Toutes les communautés religieuses donnent la priorité à la formation. Déjà à partir de 1990 et avec l’autorisation des autorités civiles, un groupe de religieuses put se rendre à Hongkong pour une session de formation d’un mois. Sur ces entrefaites, plusieurs religieuses ont reçu la possibilité d’étudier la spiritualité dans d’autres pays : les Philippines, Rome, et d’autres lieux d’Europe et d’Amérique. Parmi ces religieuses, beaucoup viennent de communautés non officielles. La plupart séjournent dans les communautés religieuses locales et y reçoivent ainsi une formation à la vie religieuse.

Il n’existe pas de statistiques exactes sur l’Église en Chine. On évalue qu’il y a dans le pays plus de dix millions de catholiques (peut-être même, douze millions). Il y aurait à peu près deux mille prêtres pour l’Église officielle et mille pour l’Église non officielle. En 2007, on estimait qu’il existait trois mille quatre cents religieux dans l’Église officielle et mille deux cents pour l’Église non officielle ; on comptait alors quarante noviciats pour la première et vingt pour la seconde.

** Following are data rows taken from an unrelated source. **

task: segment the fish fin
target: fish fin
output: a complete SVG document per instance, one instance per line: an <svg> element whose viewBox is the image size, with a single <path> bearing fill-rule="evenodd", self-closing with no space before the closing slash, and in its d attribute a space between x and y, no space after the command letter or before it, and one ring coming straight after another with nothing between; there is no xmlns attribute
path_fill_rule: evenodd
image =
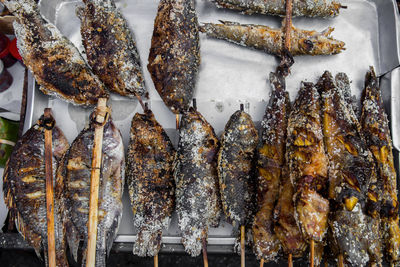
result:
<svg viewBox="0 0 400 267"><path fill-rule="evenodd" d="M71 250L74 260L78 262L78 249L80 242L78 230L71 221L65 223L65 228L69 249Z"/></svg>
<svg viewBox="0 0 400 267"><path fill-rule="evenodd" d="M161 237L161 229L156 231L142 229L137 233L136 242L133 244L133 254L139 257L157 255L161 247Z"/></svg>
<svg viewBox="0 0 400 267"><path fill-rule="evenodd" d="M111 228L107 231L106 240L105 240L107 257L108 257L108 255L110 255L112 245L114 243L115 238L117 237L117 232L118 232L119 224L121 222L121 217L122 217L122 215L116 216L114 218L114 222L113 222Z"/></svg>
<svg viewBox="0 0 400 267"><path fill-rule="evenodd" d="M34 0L3 0L1 1L12 13L32 13L33 9L38 9Z"/></svg>
<svg viewBox="0 0 400 267"><path fill-rule="evenodd" d="M106 233L103 227L99 227L97 230L97 241L96 241L96 267L106 267L107 258L107 244L106 244Z"/></svg>
<svg viewBox="0 0 400 267"><path fill-rule="evenodd" d="M323 32L322 35L326 36L326 37L330 37L331 33L335 30L335 28L333 27L328 27L326 28Z"/></svg>
<svg viewBox="0 0 400 267"><path fill-rule="evenodd" d="M228 26L231 26L231 25L240 25L240 23L238 23L238 22L227 21L227 20L219 20L219 22L221 22L221 23L224 24L224 25L228 25Z"/></svg>
<svg viewBox="0 0 400 267"><path fill-rule="evenodd" d="M33 247L36 252L36 255L39 259L43 259L40 252L42 250L42 237L32 231L28 225L25 224L21 214L18 210L15 210L16 218L15 224L17 226L18 232L22 235L22 237L28 242L29 245Z"/></svg>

Parmi les communautés non officielles, on compterait aussi des communautés contemplatives. Mais on ne peut encore que très peu en dire ou en écrire. On dira seulement que lentement, mais sûrement, la vie religieuse – même contemplative – revit en Chine.

Conclusion

Voilà donc certainement des signes d’espérance. Depuis la Lettre du Pape Benoît XVI [1], il est devenu également très clair que ces communautés religieuses ont la mission historique et très évangélique d’encourager et de travailler à la réconciliation des communautés de l’Église de Chine, c’est-à-dire de stimuler une pastorale de réconciliation et d’unité. C’est bien une priorité pleine de sens pour un ordre contemplatif : vivre au cœur d’une Église avec ses divisions internes, prier pour son unité et s’appliquer à la réaliser.

Peut-être n’a-t-il jamais été plus urgent qu’existent en Chine des congrégations contemplatives et que la prière de tous les ordres contemplatifs du monde se joigne à la prière de la vie contemplative chinoise pour que se réalise cette réconciliation.

[1Cf. « Lettre du Pape Benoît XVI aux Évêques, aux prêtres, aux personnes consacrées et aux fidèles laïcs de l’Église catholique en République populaire de Chine », Pentecôte (27 mai) 2007.